De begroting voor het Koninklijk Huis stijgt in 2026 naar ruim 60 miljoen euro. Dat blijkt uit de miljoenennota die op Prinsjesdag werd gepresenteerd. De uitgaven van het Rijk nemen met bijna 1,9 miljoen euro toe, een groei van ruim 3,2 procent vergeleken met het voorgaande jaar. Hoewel de stijging lager ligt dan in eerdere jaren, zorgt het bedrag opnieuw voor maatschappelijke discussie.
Functionele uitgaven nemen het grootste deel in beslag
Het grootste deel van de stijging komt voort uit de zogenoemde functionele uitgaven.

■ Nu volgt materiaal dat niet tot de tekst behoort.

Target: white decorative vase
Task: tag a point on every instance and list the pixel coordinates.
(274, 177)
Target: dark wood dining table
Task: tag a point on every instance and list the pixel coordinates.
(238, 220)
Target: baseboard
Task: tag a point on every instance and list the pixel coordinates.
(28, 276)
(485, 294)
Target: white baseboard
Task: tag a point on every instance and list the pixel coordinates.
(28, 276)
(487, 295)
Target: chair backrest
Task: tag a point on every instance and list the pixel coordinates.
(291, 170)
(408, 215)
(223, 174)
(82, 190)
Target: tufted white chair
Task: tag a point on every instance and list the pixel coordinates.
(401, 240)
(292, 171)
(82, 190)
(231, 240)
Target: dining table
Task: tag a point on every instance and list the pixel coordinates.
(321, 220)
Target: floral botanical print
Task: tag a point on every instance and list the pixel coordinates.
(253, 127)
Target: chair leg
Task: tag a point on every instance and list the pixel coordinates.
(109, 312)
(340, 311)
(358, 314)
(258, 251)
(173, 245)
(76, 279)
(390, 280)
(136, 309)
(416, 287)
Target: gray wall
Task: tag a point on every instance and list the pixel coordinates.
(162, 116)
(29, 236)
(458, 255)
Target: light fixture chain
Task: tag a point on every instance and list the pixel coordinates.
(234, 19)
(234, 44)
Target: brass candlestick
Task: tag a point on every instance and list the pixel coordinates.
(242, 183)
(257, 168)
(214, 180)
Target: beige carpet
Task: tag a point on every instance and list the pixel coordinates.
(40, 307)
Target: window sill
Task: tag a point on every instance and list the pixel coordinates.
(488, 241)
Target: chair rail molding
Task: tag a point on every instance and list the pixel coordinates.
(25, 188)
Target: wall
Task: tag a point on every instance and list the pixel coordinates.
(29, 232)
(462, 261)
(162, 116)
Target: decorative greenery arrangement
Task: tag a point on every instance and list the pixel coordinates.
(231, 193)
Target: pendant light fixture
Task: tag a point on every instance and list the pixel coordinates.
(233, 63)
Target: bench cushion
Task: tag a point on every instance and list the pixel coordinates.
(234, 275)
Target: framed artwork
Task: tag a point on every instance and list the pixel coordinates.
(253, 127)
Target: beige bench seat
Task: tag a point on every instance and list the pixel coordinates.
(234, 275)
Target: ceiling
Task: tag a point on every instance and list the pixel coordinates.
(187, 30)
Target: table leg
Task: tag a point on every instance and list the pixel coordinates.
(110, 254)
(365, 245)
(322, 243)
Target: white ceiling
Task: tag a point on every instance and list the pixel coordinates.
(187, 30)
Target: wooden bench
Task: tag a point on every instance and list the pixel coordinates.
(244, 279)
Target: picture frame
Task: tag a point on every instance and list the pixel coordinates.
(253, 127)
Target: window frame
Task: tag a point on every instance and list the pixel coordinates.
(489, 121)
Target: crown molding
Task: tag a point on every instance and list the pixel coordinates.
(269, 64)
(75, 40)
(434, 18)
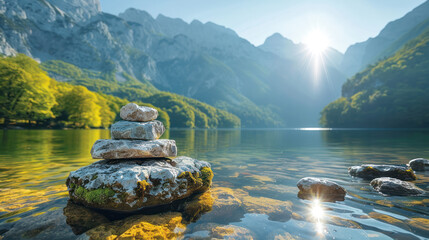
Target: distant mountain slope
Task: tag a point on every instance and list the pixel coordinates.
(203, 61)
(387, 42)
(285, 48)
(391, 93)
(182, 111)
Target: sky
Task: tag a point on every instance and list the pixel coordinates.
(343, 22)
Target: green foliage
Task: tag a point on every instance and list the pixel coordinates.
(174, 110)
(24, 90)
(28, 93)
(391, 93)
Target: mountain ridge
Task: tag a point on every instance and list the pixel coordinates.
(208, 62)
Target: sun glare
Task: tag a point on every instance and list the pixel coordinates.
(316, 42)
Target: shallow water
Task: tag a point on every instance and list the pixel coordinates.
(265, 163)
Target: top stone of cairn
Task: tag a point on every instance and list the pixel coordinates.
(135, 113)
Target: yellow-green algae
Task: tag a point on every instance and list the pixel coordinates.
(96, 196)
(143, 185)
(159, 226)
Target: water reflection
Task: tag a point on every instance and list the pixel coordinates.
(318, 214)
(259, 167)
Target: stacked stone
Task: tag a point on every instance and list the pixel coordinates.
(137, 171)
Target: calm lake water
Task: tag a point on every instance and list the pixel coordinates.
(265, 163)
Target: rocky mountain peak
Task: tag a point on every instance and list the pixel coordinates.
(79, 10)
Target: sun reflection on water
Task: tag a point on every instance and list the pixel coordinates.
(317, 215)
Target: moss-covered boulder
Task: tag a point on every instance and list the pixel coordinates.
(133, 149)
(371, 171)
(128, 185)
(395, 187)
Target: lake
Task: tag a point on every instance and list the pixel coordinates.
(265, 164)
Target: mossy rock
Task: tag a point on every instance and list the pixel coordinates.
(129, 185)
(371, 171)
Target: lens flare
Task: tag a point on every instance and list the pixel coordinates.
(316, 44)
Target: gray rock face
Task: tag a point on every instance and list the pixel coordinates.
(419, 164)
(322, 189)
(127, 185)
(131, 149)
(136, 130)
(136, 113)
(395, 187)
(371, 171)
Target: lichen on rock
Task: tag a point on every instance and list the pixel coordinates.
(128, 185)
(371, 171)
(395, 187)
(321, 189)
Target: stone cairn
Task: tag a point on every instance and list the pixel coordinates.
(139, 170)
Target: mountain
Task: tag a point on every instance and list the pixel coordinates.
(203, 61)
(390, 93)
(285, 48)
(391, 38)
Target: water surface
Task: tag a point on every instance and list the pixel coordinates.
(265, 163)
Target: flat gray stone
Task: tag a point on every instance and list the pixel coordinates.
(395, 187)
(136, 113)
(131, 149)
(371, 171)
(128, 185)
(419, 164)
(322, 189)
(137, 130)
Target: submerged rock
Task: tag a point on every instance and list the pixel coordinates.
(81, 219)
(158, 226)
(128, 185)
(136, 113)
(218, 204)
(371, 171)
(131, 149)
(276, 210)
(395, 187)
(322, 189)
(136, 130)
(219, 231)
(419, 164)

Deze categorie groeit met 1,4 miljoen euro en bereikt daarmee een totaal van 39,8 miljoen euro.
Deze uitgaven zijn bedoeld voor personeel en materieel van de Dienst Koninklijk Huis, de organisatie die het koningspaar en prinses Beatrix ondersteunt bij zowel officiële werkzaamheden als hun privéleven. Daarmee blijft zichtbaar hoe groot de organisatie is die nodig is om het Koninklijk Huis draaiende te houden.

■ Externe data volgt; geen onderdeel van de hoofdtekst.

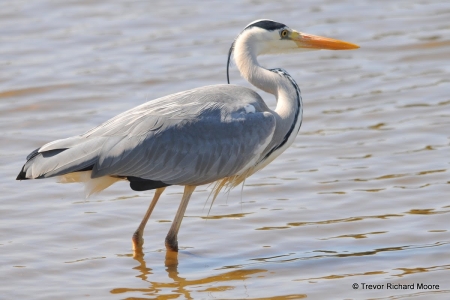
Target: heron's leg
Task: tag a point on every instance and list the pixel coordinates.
(171, 238)
(137, 239)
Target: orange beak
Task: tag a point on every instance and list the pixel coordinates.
(304, 40)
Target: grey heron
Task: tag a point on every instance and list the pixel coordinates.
(220, 133)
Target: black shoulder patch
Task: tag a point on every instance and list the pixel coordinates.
(267, 24)
(140, 184)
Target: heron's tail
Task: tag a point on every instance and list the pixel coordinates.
(71, 160)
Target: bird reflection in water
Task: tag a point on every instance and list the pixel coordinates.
(180, 285)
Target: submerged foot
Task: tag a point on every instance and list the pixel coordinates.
(137, 241)
(172, 243)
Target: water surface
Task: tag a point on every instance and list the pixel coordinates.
(361, 196)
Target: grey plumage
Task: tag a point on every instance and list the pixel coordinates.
(189, 138)
(219, 133)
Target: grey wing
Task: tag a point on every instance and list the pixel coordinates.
(193, 137)
(214, 134)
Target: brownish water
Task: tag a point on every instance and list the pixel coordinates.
(361, 197)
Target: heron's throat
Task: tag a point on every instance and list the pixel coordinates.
(246, 61)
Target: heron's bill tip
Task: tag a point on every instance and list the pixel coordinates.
(305, 40)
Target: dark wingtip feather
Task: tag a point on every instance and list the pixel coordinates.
(22, 175)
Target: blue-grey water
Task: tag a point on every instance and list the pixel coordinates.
(361, 197)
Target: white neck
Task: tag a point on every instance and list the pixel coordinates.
(245, 56)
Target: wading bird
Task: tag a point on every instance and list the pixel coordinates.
(219, 133)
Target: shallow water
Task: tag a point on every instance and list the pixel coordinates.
(361, 196)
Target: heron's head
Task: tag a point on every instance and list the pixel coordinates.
(269, 37)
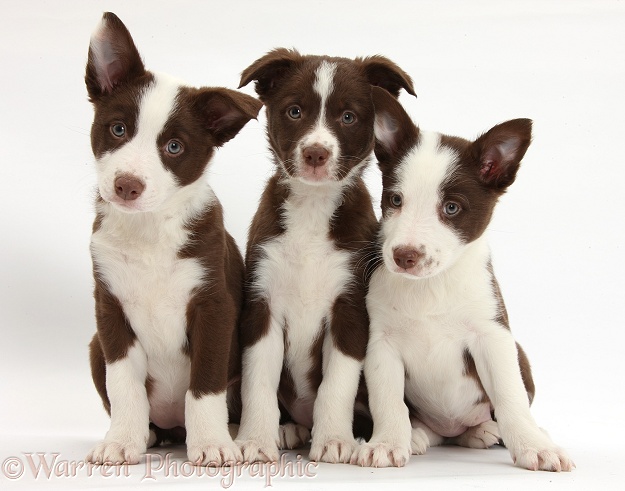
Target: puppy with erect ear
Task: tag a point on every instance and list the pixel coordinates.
(442, 365)
(304, 326)
(168, 277)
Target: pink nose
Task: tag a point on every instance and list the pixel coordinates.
(315, 155)
(406, 257)
(128, 188)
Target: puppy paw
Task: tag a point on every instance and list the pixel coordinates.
(484, 435)
(381, 455)
(540, 453)
(116, 452)
(258, 451)
(293, 435)
(214, 453)
(332, 450)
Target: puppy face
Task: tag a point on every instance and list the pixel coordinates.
(152, 136)
(439, 192)
(319, 110)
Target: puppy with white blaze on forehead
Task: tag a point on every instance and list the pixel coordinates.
(304, 325)
(442, 365)
(168, 277)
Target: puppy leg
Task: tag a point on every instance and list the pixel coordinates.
(496, 359)
(262, 364)
(390, 444)
(484, 435)
(128, 435)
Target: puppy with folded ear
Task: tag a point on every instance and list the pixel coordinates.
(304, 326)
(168, 277)
(441, 364)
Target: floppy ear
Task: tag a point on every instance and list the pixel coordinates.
(382, 72)
(394, 131)
(113, 57)
(269, 70)
(499, 152)
(225, 111)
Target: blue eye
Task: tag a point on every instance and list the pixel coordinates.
(450, 208)
(348, 117)
(174, 147)
(118, 130)
(294, 112)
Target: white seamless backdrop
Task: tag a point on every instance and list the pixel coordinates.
(557, 236)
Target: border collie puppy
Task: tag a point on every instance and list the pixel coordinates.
(441, 361)
(168, 277)
(304, 326)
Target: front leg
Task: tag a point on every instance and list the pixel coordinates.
(127, 437)
(390, 444)
(496, 359)
(263, 356)
(211, 325)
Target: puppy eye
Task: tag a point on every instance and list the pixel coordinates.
(396, 200)
(173, 147)
(294, 112)
(348, 117)
(118, 130)
(451, 208)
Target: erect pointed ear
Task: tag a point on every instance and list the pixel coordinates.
(113, 57)
(499, 152)
(269, 70)
(225, 111)
(394, 131)
(382, 72)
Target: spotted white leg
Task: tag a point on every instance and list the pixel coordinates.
(258, 435)
(208, 439)
(332, 435)
(390, 444)
(495, 355)
(128, 434)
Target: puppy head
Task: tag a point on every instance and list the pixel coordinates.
(439, 192)
(319, 109)
(152, 136)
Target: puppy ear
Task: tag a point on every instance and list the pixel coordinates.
(269, 70)
(225, 111)
(394, 131)
(382, 72)
(113, 57)
(499, 152)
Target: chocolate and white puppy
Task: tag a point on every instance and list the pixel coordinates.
(304, 326)
(168, 277)
(441, 359)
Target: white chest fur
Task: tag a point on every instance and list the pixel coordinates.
(137, 257)
(429, 323)
(302, 273)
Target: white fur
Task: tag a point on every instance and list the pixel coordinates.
(136, 255)
(208, 439)
(140, 157)
(421, 326)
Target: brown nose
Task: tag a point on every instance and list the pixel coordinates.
(315, 155)
(128, 188)
(406, 257)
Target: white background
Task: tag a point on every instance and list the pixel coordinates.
(557, 237)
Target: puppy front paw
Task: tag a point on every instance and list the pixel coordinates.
(484, 435)
(255, 450)
(332, 450)
(214, 453)
(540, 453)
(116, 452)
(293, 435)
(381, 454)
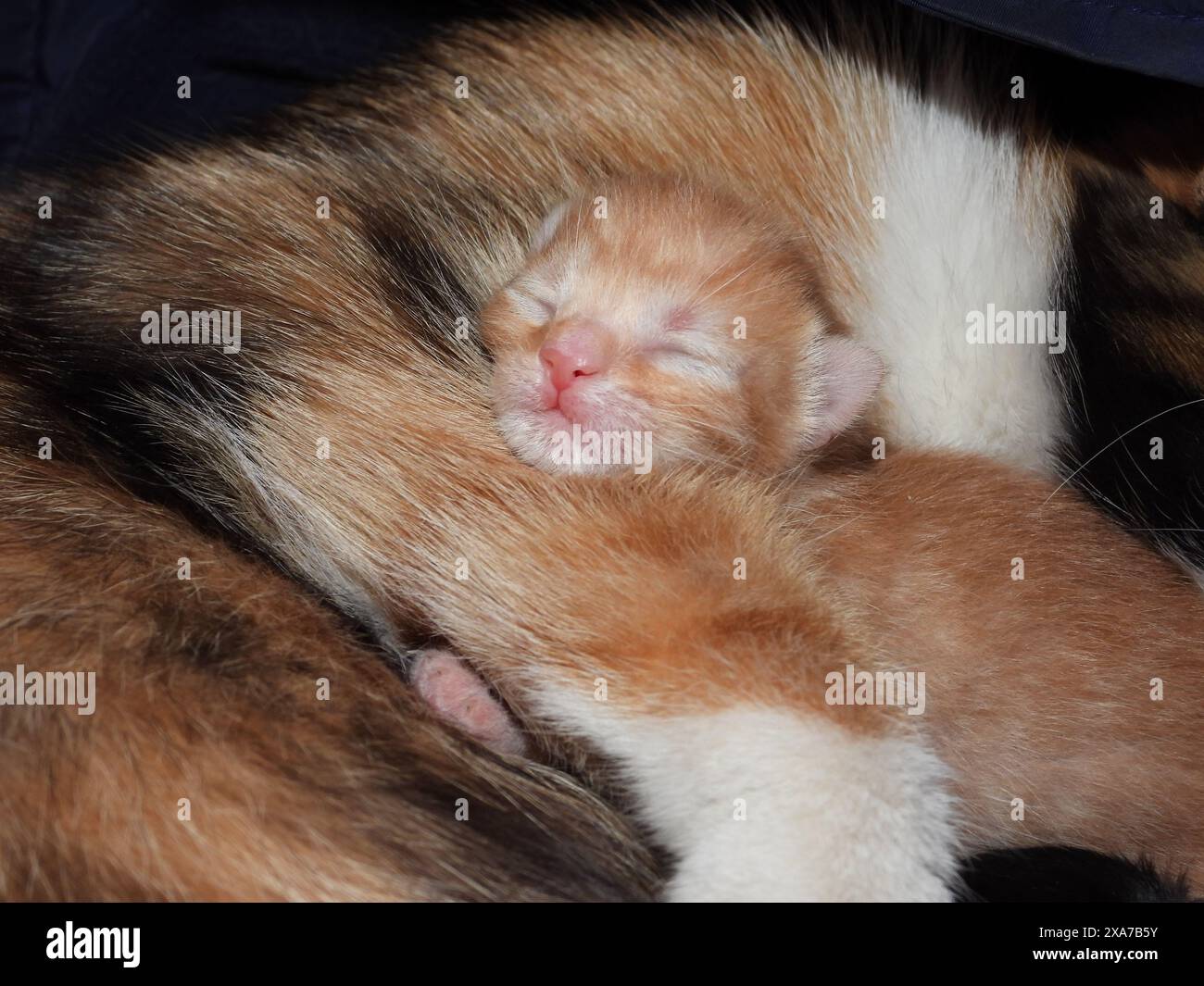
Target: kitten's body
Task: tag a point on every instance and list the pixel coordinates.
(713, 686)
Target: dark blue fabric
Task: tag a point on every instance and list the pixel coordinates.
(88, 79)
(1156, 37)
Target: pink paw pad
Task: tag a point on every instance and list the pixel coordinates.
(458, 694)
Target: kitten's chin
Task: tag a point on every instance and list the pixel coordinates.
(550, 441)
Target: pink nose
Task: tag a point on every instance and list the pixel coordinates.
(571, 357)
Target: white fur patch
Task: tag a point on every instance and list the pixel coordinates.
(771, 805)
(970, 220)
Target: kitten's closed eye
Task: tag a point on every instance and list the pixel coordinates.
(533, 307)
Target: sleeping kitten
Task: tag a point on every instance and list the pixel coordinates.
(677, 315)
(674, 312)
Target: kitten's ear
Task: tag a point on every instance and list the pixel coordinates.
(847, 375)
(548, 227)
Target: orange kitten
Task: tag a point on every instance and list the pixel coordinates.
(670, 317)
(677, 319)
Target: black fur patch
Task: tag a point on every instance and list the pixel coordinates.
(1063, 874)
(1122, 384)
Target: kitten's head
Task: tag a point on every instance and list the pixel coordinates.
(667, 309)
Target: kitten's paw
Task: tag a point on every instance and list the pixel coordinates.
(458, 694)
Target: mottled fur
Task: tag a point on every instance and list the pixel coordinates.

Inkomens van de koninklijke familie
Een kleiner deel van de begroting gaat naar het inkomen van de leden van het Koninklijk Huis. Dit budget stijgt in 2026 met 149.000 euro en komt daarmee uit op bijna 12,6 miljoen euro.

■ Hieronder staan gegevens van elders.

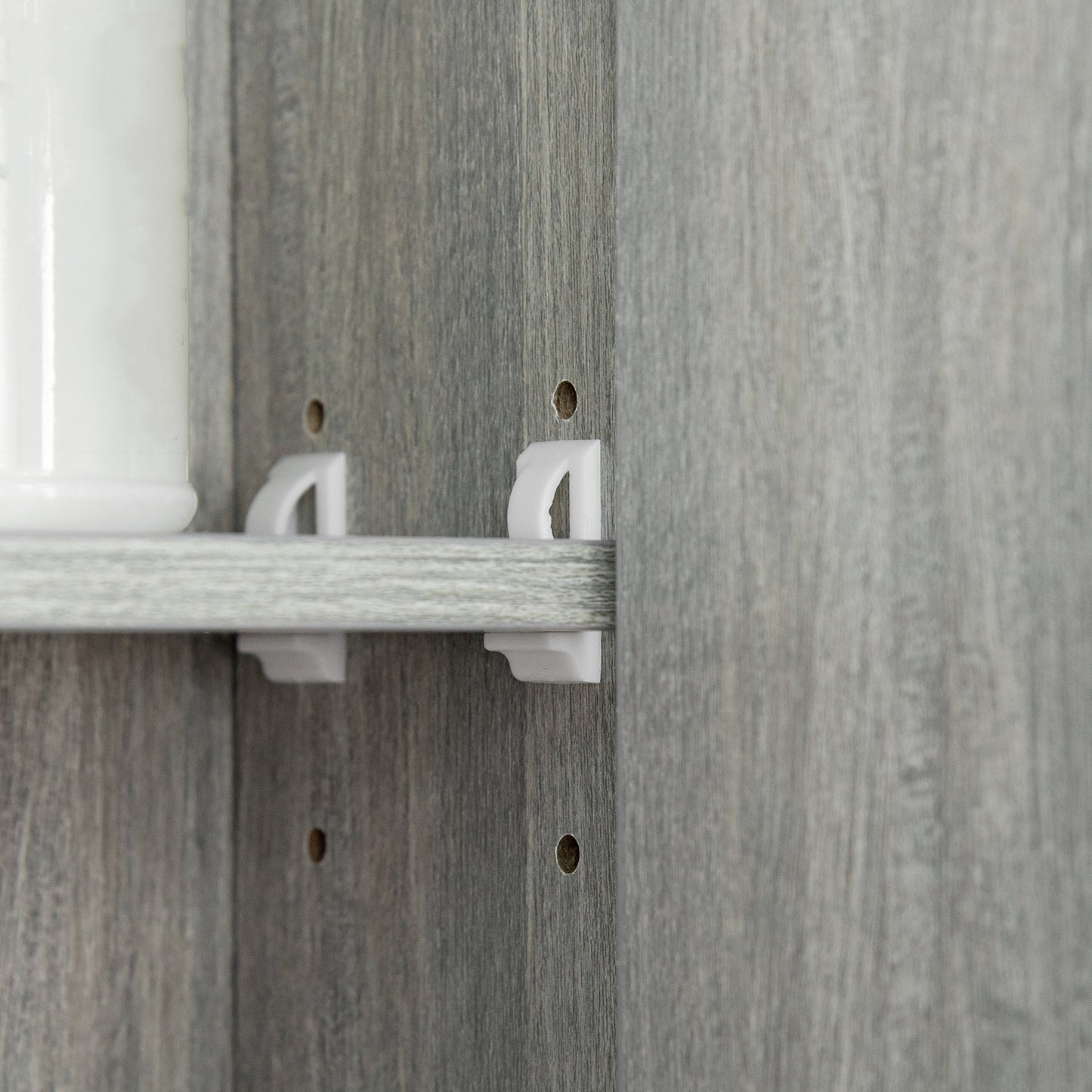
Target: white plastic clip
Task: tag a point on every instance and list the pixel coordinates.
(299, 657)
(555, 657)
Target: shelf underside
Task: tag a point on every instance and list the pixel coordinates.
(230, 583)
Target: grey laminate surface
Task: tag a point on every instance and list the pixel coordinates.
(115, 769)
(240, 583)
(424, 238)
(855, 544)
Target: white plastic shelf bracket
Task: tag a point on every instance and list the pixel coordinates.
(555, 657)
(299, 657)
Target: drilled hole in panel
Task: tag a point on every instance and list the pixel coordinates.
(568, 854)
(565, 400)
(314, 416)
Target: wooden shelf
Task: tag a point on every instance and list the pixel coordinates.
(230, 583)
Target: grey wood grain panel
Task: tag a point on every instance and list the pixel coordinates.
(425, 240)
(116, 767)
(855, 544)
(243, 582)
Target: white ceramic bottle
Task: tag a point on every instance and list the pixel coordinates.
(94, 421)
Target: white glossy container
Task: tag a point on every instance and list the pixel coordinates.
(94, 419)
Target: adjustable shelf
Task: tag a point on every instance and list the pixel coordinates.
(302, 583)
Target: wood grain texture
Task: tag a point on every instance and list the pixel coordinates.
(116, 768)
(855, 677)
(424, 243)
(230, 583)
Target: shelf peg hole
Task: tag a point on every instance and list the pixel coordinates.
(565, 400)
(317, 844)
(314, 416)
(568, 854)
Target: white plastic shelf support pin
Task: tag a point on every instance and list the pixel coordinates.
(555, 657)
(299, 657)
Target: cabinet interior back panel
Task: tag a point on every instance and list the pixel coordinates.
(424, 243)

Koning Willem-Alexander ontvangt 1,2 miljoen euro aan inkomen, aangevuld met 6,2 miljoen euro voor onkosten en direct personeel. Koningin Máxima krijgt 0,5 miljoen euro. Ook prinses Beatrix en prinses Amalia hebben een inkomen toegewezen gekregen. Amalia stort dit echter terug tot het einde van haar studie Nederlands Recht aan de Universiteit van Amsterdam.
Vergelijking met eerdere jaren
De stijging van de begroting is fors, maar minder groot dan in voorgaande jaren. Voor 2025 werd nog een groei van 5,4 procent begroot. In 2023 stegen de uitgaven zelfs met 11 procent, de grootste stijging sinds het begin van het koningschap van Willem-Alexander.
Daarmee lijkt sprake van een afvlakking, al blijven de kosten gestaag toenemen. In de context van de rijksbegroting blijft het Koninklijk Huis jaarlijks een opvallend onderdeel waar veel aandacht naar uitgaat.
Nieuwe generatie zichtbaar bij Prinsjesdag
Opvallend dit jaar was de aanwezigheid van prinses Ariane tijdens Prinsjesdag. Voor haar was dit de eerste keer dat ze aanschoof bij de jaarlijkse ceremonie. Daarmee werd zichtbaar dat ook de jongere generatie binnen het Koninklijk Huis steeds vaker betrokken raakt bij officiële gelegenheden. Deze deelname wordt gezien als een onderdeel van de voorbereiding op toekomstige verantwoordelijkheden binnen de monarchie.